Tuesday, 18 February 2014

East VS. West Business Practices

When I was in Japan doing business with Nomura Securities, a large conglomerate corporation, we were invited by senior executives to a late-night dinner at a sushi restaurant.  After a large meal and copious amounts of saki, I was shocked when Nomura's C.E.O.  picked up a Karaoke mike and serenaded us with a Japanese folk song.  Was this the same stodgy, formal, traditional gentleman we tried to negotiate a deal with in the afternoon?  As Dorothy said, we weren't in Kansas anymore and my imagined stereotype of the Japanese was broken forever.

International trade requires an understanding of cultural differences.  In my experience, the best way to learn about this is by listening to people of your culture who have lived somewhere else.  Take James McGregor, raised in Minnesota, transferred by the Wall Street Journal to Beijing, China in 1990 and lived there ever since.  Here is an excerpt from an interview in the Financial Post.


"In the west, we do business with the mentality of 'I trust you until I don't because I have a legal system where I can get you if you do something against what we agreed to.'  In China, you start off with complete distrust and then you build trust on top of that.  So, the person across the table is thinking the same way.  If you offer them a fair deal, they're going to think you're screwing them and that they have to dial back that deal.  You don't offer someone a fair deal.  You offer them an outrageous deal because then you can dial it back to be a fair deal.

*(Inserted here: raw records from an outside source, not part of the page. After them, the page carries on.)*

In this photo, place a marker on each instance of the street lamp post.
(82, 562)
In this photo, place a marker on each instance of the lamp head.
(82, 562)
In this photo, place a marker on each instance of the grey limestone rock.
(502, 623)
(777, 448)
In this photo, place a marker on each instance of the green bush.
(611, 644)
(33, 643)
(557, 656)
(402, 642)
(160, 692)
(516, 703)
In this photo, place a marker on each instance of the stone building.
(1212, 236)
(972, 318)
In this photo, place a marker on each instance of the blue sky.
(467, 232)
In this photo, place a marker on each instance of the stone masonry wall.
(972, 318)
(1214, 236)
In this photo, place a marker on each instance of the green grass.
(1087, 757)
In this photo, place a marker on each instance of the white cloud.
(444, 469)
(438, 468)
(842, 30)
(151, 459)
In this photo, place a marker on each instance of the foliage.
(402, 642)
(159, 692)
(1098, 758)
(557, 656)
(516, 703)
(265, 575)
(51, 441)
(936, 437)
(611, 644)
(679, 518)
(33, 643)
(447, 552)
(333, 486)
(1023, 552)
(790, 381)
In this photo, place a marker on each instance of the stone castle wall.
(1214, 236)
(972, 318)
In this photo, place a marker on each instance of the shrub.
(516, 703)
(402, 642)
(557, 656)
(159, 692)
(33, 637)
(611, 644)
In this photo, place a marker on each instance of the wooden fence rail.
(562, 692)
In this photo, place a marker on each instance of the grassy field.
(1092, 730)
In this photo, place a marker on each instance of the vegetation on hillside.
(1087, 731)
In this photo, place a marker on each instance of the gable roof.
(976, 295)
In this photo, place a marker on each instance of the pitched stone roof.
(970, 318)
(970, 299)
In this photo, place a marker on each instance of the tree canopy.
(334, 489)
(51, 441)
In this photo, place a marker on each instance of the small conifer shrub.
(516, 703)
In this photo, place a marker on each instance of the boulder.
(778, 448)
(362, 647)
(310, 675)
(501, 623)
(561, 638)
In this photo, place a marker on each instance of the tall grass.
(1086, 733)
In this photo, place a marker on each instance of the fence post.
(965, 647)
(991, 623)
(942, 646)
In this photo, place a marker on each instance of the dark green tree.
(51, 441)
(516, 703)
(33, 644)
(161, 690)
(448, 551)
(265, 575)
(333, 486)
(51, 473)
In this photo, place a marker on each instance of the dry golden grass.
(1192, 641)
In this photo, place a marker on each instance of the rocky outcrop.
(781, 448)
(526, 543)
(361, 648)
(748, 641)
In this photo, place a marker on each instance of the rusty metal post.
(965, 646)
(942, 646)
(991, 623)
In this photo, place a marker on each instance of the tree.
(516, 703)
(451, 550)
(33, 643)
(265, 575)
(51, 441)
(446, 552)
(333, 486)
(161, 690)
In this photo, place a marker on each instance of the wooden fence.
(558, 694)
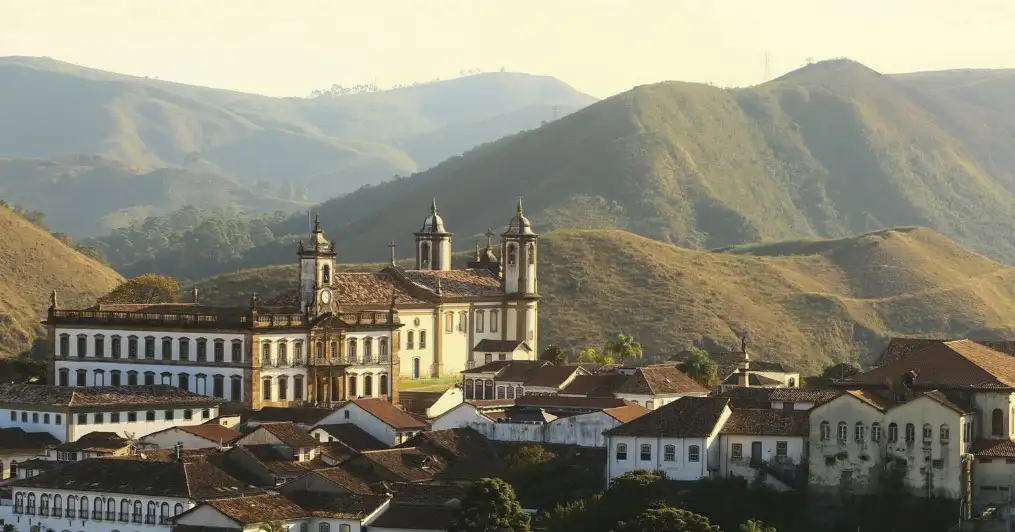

State-owned enterprises are political entities.  Their leadership is appointed by the party organization;  the same people who appoint mayors and governors and party secretaries, etc.  These organizations also have monopolies or quasi-monopolies and control market situations.  When you're doing business with them, you've got to remember that that person across the table doesn't think like you do.  They have a political agenda and a political career;  they're not pure business.  Also, when they come overseas here, they're designated national champions to come out and grow global businesses for the party and for China."

When asked should western governments therefore resist doing deals with Chinese state-owned companies, Mr. McGregor replied:

"There's two ways to look at this.  One is Chinese have a lot of money to invest overseas;  the U.S.  and Canada could use some capital right now, so that's a good thing.  But when Chinese companies can come and buy a car company or a bank or establish their law firm but foeign companies can't do that in China, there's a reciprocity argument. But then again, if you stick to the reciprocity argument, nothing will happen because the deals can't take place.

If a Chinese company comes here and buys a company, they're in your jurisdiction, your laws, our courts, so what's wrong with that?  As long as what they're doing is going to help the economy of Canada, why not?  China is state-owned companies and that's going to remain the core of China, and some of them are pretty good. "

When it comes to learning how to be successful in business, you can study a book and the net or you can listen to experience.  In my view, you can't beat the latter.  That's why so many young entrepreneurs watch Dragons' Den and Shark Tank on television or their computers.